During liquidation, vaults of a single collateral type are grouped for an auction aimed at covering the total debt. Depending on the auction outcome, several scenarios may unfold: collateral may be sold to cover the debt with a penalty directed to the Reserve; all collateral may be sold, not fully covering the debt, causing a shortfall; or unsold collateral and uncovered debt could lead to partially reconstituted or zeroed-out Vaults, with a shortfall and surplus collateral shifted to the reserve.
Our system employs a descending clock auction, starting above the current oracle price and stepping down, filling bids along the way. The auctioning process is transparent and fair, with bids filled in order of arrival. The governing parameters of the auction are adjustable, initially overseen by the Economic Committee as the protocol stabilizes. However, auction tuning lies outside the Committee's purview, prompting community discussions on managing this capability.
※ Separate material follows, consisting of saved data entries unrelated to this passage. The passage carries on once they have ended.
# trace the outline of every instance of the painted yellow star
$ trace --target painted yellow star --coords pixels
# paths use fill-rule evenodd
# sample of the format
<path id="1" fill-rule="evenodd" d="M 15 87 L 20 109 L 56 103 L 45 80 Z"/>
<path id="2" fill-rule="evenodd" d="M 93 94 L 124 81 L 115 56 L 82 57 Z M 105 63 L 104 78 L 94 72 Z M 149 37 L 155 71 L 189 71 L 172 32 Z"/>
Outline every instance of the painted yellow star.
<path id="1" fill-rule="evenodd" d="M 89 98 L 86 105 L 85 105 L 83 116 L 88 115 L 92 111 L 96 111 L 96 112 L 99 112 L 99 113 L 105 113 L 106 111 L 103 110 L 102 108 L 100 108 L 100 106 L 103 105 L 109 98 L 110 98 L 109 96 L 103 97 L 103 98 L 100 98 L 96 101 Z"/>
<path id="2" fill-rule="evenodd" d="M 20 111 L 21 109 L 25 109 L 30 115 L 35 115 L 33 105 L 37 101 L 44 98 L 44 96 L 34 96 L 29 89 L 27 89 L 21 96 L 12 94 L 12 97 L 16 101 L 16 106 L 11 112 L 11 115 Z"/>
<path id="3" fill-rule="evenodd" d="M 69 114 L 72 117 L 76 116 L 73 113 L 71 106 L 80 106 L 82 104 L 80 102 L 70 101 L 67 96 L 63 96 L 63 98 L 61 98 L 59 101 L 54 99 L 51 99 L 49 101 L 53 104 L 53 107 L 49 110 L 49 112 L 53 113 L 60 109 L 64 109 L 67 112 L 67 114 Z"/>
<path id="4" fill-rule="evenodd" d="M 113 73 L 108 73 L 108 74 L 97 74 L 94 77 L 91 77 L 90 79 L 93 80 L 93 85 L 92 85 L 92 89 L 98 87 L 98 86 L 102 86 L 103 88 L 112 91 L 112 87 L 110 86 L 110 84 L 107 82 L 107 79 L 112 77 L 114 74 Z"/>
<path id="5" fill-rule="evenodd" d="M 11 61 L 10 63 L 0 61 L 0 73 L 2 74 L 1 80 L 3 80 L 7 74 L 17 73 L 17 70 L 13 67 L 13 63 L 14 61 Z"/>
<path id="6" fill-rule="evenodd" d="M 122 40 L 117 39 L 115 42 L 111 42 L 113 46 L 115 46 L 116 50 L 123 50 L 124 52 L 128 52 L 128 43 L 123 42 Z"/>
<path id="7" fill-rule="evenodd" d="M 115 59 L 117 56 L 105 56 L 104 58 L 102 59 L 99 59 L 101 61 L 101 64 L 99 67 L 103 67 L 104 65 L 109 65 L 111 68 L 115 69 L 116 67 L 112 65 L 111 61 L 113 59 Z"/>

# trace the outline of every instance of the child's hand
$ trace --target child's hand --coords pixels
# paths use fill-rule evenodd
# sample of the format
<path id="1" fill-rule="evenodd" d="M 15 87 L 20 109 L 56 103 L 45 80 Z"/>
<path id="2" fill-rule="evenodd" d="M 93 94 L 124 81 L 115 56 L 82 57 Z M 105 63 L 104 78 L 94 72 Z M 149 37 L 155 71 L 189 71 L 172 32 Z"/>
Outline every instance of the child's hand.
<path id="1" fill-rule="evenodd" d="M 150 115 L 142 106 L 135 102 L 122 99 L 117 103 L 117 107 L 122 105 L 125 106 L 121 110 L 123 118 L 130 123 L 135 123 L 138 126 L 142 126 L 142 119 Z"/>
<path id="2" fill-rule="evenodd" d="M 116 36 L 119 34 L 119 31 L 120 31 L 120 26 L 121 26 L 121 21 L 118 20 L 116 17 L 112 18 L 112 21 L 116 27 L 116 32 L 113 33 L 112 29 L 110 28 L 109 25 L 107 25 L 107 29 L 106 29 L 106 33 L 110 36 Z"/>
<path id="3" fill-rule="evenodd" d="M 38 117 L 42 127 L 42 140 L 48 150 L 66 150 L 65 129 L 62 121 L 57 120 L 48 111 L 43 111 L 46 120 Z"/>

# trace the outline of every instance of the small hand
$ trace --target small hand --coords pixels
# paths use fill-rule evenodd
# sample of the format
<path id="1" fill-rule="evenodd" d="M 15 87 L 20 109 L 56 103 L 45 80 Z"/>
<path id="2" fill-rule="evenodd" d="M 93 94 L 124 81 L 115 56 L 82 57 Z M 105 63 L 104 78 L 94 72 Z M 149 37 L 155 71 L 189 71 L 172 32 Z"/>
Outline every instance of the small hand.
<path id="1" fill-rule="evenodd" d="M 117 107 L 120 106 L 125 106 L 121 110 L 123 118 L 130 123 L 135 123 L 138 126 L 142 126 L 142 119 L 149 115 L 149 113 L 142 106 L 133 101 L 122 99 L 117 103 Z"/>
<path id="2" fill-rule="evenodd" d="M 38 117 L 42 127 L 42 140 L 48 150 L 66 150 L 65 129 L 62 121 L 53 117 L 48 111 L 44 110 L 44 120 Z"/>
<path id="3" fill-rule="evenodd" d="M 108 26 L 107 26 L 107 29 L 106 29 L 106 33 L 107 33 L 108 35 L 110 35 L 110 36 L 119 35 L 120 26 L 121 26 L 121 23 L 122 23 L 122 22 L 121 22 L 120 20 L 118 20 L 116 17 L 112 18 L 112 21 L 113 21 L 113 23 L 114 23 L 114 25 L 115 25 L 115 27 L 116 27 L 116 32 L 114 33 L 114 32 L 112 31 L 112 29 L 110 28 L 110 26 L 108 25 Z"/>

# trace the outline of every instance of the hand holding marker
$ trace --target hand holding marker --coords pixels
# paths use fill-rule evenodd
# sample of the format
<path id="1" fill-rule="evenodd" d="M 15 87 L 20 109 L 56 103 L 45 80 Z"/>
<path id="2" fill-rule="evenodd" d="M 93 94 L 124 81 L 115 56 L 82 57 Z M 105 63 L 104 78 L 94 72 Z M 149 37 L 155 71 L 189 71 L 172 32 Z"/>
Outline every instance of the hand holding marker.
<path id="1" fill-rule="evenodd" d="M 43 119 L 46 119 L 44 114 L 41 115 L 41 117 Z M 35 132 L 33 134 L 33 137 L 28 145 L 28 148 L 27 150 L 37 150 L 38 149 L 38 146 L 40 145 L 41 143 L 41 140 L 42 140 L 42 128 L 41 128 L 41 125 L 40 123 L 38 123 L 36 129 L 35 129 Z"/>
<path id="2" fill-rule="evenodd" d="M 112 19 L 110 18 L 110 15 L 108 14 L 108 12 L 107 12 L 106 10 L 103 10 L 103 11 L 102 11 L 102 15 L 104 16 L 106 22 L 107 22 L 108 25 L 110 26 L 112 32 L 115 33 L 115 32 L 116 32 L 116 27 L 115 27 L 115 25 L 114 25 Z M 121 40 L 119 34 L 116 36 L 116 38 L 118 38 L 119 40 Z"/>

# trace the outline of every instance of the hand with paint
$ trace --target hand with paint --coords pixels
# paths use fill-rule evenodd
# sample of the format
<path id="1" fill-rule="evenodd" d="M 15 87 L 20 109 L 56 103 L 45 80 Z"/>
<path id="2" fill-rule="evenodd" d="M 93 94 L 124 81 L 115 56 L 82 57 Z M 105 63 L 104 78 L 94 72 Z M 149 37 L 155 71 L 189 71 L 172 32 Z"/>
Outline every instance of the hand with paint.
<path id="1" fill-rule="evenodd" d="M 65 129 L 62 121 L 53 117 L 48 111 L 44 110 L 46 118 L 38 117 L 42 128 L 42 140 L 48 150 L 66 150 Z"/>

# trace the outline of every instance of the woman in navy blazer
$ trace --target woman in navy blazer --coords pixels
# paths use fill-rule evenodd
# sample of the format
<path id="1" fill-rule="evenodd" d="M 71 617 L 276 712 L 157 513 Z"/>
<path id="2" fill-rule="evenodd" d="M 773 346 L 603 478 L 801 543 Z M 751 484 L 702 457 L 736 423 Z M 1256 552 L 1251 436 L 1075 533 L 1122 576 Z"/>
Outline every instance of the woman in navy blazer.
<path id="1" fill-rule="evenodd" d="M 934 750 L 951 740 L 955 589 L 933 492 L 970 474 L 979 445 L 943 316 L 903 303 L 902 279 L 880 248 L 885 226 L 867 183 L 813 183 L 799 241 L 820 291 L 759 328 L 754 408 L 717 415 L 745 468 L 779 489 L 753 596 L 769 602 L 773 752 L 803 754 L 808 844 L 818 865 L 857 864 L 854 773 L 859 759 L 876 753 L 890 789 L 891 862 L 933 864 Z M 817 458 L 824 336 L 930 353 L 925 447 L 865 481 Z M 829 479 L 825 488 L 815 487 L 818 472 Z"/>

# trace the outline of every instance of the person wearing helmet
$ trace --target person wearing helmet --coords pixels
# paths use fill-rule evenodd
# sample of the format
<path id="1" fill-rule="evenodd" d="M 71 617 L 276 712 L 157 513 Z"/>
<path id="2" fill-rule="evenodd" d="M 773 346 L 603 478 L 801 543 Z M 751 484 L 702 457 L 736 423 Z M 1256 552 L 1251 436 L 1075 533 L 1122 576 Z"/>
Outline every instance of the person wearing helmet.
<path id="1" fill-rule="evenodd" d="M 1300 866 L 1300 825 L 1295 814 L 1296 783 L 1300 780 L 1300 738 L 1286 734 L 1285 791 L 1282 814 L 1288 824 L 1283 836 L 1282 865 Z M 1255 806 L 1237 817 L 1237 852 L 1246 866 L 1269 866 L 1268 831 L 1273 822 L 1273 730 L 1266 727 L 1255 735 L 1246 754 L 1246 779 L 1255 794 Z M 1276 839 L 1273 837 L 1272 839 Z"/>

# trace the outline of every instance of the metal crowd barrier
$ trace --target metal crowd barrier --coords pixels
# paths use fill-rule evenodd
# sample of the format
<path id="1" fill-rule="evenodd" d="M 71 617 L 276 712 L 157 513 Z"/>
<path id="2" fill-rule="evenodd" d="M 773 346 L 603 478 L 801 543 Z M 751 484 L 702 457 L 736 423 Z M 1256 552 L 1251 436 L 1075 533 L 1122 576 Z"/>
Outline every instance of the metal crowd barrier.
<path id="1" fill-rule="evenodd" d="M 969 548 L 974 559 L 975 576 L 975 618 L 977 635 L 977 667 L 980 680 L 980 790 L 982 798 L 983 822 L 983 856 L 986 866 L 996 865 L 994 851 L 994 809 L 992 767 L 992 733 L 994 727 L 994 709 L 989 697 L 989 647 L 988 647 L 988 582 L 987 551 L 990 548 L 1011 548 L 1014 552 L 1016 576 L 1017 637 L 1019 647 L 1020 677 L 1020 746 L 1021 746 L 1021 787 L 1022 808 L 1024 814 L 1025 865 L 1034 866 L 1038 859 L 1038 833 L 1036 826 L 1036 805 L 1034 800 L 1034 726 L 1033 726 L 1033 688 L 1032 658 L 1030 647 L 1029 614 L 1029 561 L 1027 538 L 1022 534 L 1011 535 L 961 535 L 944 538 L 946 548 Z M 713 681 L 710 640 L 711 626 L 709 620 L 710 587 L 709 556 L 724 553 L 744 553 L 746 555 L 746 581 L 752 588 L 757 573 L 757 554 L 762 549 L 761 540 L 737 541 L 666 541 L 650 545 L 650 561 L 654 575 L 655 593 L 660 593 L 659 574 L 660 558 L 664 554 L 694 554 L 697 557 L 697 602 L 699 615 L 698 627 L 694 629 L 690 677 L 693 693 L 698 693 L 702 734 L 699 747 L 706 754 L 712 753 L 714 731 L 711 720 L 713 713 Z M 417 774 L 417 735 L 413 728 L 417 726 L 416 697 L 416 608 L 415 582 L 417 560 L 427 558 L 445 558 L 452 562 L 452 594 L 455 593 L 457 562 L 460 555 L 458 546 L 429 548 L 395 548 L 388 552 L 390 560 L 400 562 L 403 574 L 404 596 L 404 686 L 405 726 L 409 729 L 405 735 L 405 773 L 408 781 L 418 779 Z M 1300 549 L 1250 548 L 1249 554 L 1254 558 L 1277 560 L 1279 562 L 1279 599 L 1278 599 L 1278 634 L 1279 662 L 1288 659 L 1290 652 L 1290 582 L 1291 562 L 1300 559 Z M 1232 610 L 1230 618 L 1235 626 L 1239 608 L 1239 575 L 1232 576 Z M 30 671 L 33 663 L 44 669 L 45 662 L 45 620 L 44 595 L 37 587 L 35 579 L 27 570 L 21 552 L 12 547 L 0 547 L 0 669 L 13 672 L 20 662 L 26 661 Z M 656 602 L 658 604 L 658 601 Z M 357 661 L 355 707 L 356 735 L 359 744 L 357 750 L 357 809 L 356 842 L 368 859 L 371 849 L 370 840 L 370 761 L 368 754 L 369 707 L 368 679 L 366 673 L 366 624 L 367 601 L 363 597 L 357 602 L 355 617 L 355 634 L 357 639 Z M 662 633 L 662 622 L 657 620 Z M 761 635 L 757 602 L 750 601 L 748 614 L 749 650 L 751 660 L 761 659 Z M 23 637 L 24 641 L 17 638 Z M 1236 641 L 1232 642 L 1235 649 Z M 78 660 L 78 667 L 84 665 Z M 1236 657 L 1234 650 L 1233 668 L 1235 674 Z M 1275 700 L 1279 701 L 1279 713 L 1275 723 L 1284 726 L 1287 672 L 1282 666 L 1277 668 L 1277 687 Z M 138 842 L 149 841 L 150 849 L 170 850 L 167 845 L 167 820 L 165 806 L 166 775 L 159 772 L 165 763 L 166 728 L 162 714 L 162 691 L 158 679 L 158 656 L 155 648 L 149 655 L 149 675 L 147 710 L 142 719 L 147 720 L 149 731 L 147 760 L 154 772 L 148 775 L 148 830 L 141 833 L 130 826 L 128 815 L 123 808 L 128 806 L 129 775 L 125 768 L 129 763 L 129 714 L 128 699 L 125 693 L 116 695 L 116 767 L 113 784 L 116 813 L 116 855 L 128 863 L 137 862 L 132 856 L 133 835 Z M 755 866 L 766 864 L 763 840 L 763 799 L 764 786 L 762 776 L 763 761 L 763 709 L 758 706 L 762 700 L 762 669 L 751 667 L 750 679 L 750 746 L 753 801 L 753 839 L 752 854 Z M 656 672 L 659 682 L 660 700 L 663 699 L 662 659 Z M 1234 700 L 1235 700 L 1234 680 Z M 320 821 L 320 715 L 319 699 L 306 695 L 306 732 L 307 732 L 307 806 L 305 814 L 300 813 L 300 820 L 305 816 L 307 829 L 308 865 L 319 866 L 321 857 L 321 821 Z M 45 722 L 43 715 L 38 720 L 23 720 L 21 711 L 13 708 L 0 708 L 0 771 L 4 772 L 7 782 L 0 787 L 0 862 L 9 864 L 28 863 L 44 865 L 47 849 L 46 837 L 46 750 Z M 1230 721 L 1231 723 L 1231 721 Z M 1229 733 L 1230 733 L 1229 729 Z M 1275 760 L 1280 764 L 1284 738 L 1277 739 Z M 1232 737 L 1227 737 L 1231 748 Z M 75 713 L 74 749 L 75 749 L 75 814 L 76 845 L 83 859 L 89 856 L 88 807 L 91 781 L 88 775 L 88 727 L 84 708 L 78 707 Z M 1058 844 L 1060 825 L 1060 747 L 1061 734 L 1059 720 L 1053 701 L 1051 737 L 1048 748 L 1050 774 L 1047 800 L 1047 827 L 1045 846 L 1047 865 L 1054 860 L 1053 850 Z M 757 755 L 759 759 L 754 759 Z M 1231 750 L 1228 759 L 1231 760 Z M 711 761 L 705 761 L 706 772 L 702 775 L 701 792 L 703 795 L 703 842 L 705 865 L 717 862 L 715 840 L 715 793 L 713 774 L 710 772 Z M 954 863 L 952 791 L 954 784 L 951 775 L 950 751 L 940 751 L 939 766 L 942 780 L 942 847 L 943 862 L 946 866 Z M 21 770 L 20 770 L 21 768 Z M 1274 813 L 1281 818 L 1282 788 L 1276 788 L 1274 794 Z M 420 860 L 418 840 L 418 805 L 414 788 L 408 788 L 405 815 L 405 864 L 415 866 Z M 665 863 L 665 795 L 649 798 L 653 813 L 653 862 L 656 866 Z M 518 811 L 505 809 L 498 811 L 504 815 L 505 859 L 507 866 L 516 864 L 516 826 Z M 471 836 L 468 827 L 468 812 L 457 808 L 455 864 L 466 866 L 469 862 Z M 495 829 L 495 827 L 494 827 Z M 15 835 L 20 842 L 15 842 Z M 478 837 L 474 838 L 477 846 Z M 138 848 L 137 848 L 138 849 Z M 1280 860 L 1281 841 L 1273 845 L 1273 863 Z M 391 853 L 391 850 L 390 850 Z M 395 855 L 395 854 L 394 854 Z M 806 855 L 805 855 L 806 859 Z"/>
Balancing liquidation and auction strategies is vital to maintain protocol solvency and provide a transparent mechanism for users.
The Reserve serves as the Inter Protocol’s primary accounting hub. Key functions include holding assets from protocol fees such as Stability Fees or Liquidation Penalties, accommodating assets contributed via transfers, tracking shortfalls from unsuccessful liquidations, and reducing shortfall 1:1 by burning IST through a governed API call. This latter function can be invoked by the Economic Committee, providing a mechanism to balance the protocol's finances. The Economic Committee may require a vote from BLD stakers before executing this authority, ensuring community involvement in major fiscal decisions.
Vaults require a reliable price feed for approved collateral such as ATOM. To ensure this, a decentralized oracle network has been established, comprising five Agoric validators experienced in Chainlink node operation and led by Simply Staking. Node operators submit prices to a contract, which then calculates the median to provide a price feed utilized by the Vaults contracts. The network's composition, including addition or removal of node operators, is guided by Simply Staking, with the Economic Committee temporarily overseeing execution.
What’s Next for the Ecosystem
As we near the final stages of preparing the Mainnet-1B platform upgrade for production, we encourage the Agoric community to ready themselves for the ensuing discussions and governance actions necessary to upgrade the Agoric chain and integrate Vaults into the Inter Protocol.
Key steps you can take:
Engage in active discussions on the Community forum.
Stake your BLD tokens, ensuring you’re ready to vote on proposals ahead of launch.
Follow our Twitter and Discord throughout May to stay updated on key milestones.
Remember: the BLD stakers administer the Agoric blockchain as a decentralized community. Disparate community members play a crucial role in shaping the Agoric chain and Inter Protocol's future, including the launch of mainnet-1B and Vaults. As we, the core developers, prepare to finalize the next Agoric SDK release, we rely on you, the community, to ready yourselves for the next big stride in the Agoric ecosystem!